By: Korie Marshall

Our municipal property taxes pay for the stuff in our communities, all the services we share like streets, plowing, utilities, and public areas. Sometimes there is provincial and federal money available for certain projects, but we can’t count on those dollars each year. Each Council and Board needs to sit down each year and draw up a budget – they have to look at what was spent in the past, what needs to be done in the future, and make decisions that will affect what they do in the next five years (even though their terms aren’t that long). And it is not like a personal bank account, where they can just decide to throw some extra money on this bill, and let that bill wait.

There are rules about how taxes can be collected, and what they can be spent on. What we are charged for certain services, like water and sewer, can only go towards those services, but other pools of money can be used for different things. Every year, governments have to pass bylaws about how they plan to spend money, what they have budgeted for, who gets tax breaks. It can be a tedious process, and a boring read, but that is how we see the real priorities of our governments, if we can take the time to figure it out and look at the big picture.

Everyone wants lower taxes, but they also want more services and more stuff. If their taxes go up, they want to know why, and it’s not always an easy answer, because there is so much that can change. If your property value goes up, when everyone else’s in your municipality stays the same, then you’ll pay more taxes and everyone else will pay less. That is good for everyone else, but not good for you. Municipalities decide on a long term budgets, and then have to make choices about setting tax rates based on property values that are always changing – it’s a lot of moving targets.

The BC Chamber of Commerce has called on municipal candidates to talk tax before this election. It wants local politicians to support small businesses by committing to spending restraint to lower the general tax burden, and committing to a low business tax multiplier – the measure of the additional tax burden that businesses pay beyond the residential rate.

The BC Chamber represents 125 local Chambers, and its president, John Winter, says that local governments have a “tremendous opportunity to create business-friendly communities that foster jobs for everyone.” He says there are some communities where small businesses pay four of five times what the same sized residential property would pay.

“It’s well known that businesses don’t use anywhere near this proportion of municipal services,” Winter said in a recent press release. “These high tax burdens on small businesses aren’t just unfair – they’re untenable.”

But lowering taxes in any one area generally means one of two things – either someone else pays more, or services get cut. It’s a fine line to balance the right decision. I don’t know if it is right to charge businesses more for everything, because I’m sure there’s a point where it’s just not worth being in business. But I see the temptation – they are making money (at least, we assume they are) so we should let them bear more of our tax burden.

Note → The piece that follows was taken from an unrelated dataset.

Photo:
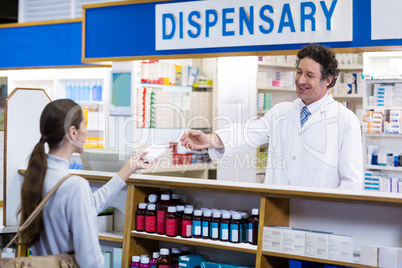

Small businesses are extremely important, not only to our communities in the Robson Valley but to the entire province and country, so trying to decide how to tax them is a difficult issue. I think about start-up businesses, people with ideas that they might be able to turn into businesses, small businesses that have existed for years, struggling along with us, or just being there for our communities. Taxing them more just doesn’t seem fair, but where else will the money come from?

Contrast those small and new businesses with what the province wants to do with some big new businesses.

Premier Christy Clark has made promises to British Columbians that her government will support the growth of the burgeoning liquid natural gas industry, and that growth will mean prosperity for British Columbians. So the government has to set a special income tax on LNG, but it has to be a low percentage, so that LNG companies won’t get scared away. I don’t know that much about business taxes, but it seems to me an additional tax on top of whatever else business have to pay might look like extortion, but maybe they just accept that as a cost of doing a certain type of business.

But the province can also offset additional taxes on big businesses by giving them big tax breaks start with. I guess that helps get them interested and willing to set up shop, and then you gradually tax them more (take away the breaks, start charging the extra taxes). Sounds good, and I think it might be an excellent idea for municipalities to adopt. My only worry is that as the businesses start to become profitable, they might not want to pay more tax. They might decide to pick up and go somewhere else where they’ll get a better tax break, because other places are trying to attract them as well.

That looks to me like a whole bunch more moving targets, and still no easy answers. I certainly don’t envy any local municipality that has to make these decisions.